Since ProducerRecord contains the destination topic, it is possible to use a single producer flow to write to any number of topics. This preserves the ordering of messages coming from the committable source. Since the destination topics likely admit different types of messages, it will be necessary to serialize the messages to the appropriate input type for the common producer flow, which could be a byte array or a string.

In case a committable message should lead to the production of multiple messages, the ProducerMessage.MultiMessageProducerMessage.MultiMessage is available. If no messages should be produced, the ProducerMessage.PassThroughMessageProducerMessage.PassThroughMessage can be used.

Scala
sourceConsumer
  .committableSource(consumerSettings, Subscriptions.topics(topic1))
  .map(msg => {
    val out: Envelope[String, String, CommittableOffset] =
      if (duplicate(msg.record.value))
        ProducerMessage.multi(
          immutable.Seq(
            new ProducerRecord(topic2, msg.record.key, msg.record.value),
            new ProducerRecord(topic3, msg.record.key, msg.record.value)),
          msg.committableOffset)
      else if (ignore(msg.record.value))
        ProducerMessage.passThrough(msg.committableOffset)
      else
        ProducerMessage.single(
          new ProducerRecord(topic4, msg.record.key, msg.record.value),
          msg.committableOffset)
    out
  })
  .via(Producer.flexiFlow(producerSettings))
  .map(_.passThrough)
  .toMat(Committer.sink(committerSettings))(DrainingControl.apply)
  .run()
Java
sourceimport org.apache.pekko.Done;
import org.apache.pekko.japi.Pair;
import org.apache.pekko.kafka.*;
import org.apache.pekko.kafka.ConsumerMessage.CommittableOffset;
import org.apache.pekko.kafka.ProducerMessage.Envelope;
import org.apache.pekko.kafka.javadsl.Committer;
import org.apache.pekko.kafka.javadsl.Consumer;
import org.apache.pekko.kafka.javadsl.Producer;
import org.apache.kafka.clients.producer.ProducerRecord;

Consumer.committableSource(consumerSettings, Subscriptions.topics(topic1))
    .map(
        msg -> {
          final Envelope<String, String, CommittableOffset> produce;
          if (duplicate(msg.record().value())) {
            produce =
                ProducerMessage.multi(
                    Arrays.asList(
                        new ProducerRecord<>(topic2, msg.record().value()),
                        new ProducerRecord<>(topic3, msg.record().value())),
                    msg.committableOffset());
          } else if (ignore(msg.record().value())) {
            produce = ProducerMessage.passThrough(msg.committableOffset());
          } else {
            produce =
                ProducerMessage.single(
                    new ProducerRecord<>(topic4, msg.record().value()),
                    msg.committableOffset());
          }
          return produce;
        })
    .via(Producer.flexiFlow(producerSettings))
    .map(m -> m.passThrough())
    .toMat(Committer.sink(committerSettings), Consumer::createDrainingControl)
    .run(system);

Excluding Messages

Failure to deserialize a message is a particular case of conditional message processing. It is also likely that we would have no message to produce to Kafka when we encounter messages that fail to deserialize. As described above, the producer flow will not let us pass through the corresponding committable offset without producing a message.

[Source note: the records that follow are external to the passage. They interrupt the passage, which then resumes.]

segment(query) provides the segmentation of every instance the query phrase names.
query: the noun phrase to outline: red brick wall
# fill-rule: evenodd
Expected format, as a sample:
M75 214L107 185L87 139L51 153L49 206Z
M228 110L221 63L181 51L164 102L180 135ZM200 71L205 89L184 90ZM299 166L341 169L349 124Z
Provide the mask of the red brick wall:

Why can’t we commit the offsets of bad messages as soon as we encounter them, instead of passing them downstream? Because the previous offsets, for messages that have deserialized successfully, may not have been committed yet. That’s possible if the downstream flow includes a buffer, an asynchronous boundary or performs batching. It is then likely that some previous messages would concurrently be making their way downstream to a final committing stage.

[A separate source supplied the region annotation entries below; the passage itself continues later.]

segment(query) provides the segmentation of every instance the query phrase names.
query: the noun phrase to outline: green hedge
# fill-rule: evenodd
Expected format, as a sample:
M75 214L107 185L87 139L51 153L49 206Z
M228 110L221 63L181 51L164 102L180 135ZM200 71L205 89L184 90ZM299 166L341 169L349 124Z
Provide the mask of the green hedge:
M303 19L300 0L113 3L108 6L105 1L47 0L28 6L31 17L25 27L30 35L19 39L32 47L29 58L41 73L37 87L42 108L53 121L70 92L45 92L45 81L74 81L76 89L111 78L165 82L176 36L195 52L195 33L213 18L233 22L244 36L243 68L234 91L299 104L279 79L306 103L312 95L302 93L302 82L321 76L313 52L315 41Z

Note that here we assume that we take the full control over the handling of messages that fail to deserialize. To do this, we should not ask for the deserialization to be performed by the committable source. We can instead create a ConsumerSettingsConsumerSettings parametrized by byte arrays. A subsequent map can deserialize and use ProducerMessage.PassThroughMessageProducerMessage.PassThroughMessage to skip bad messages.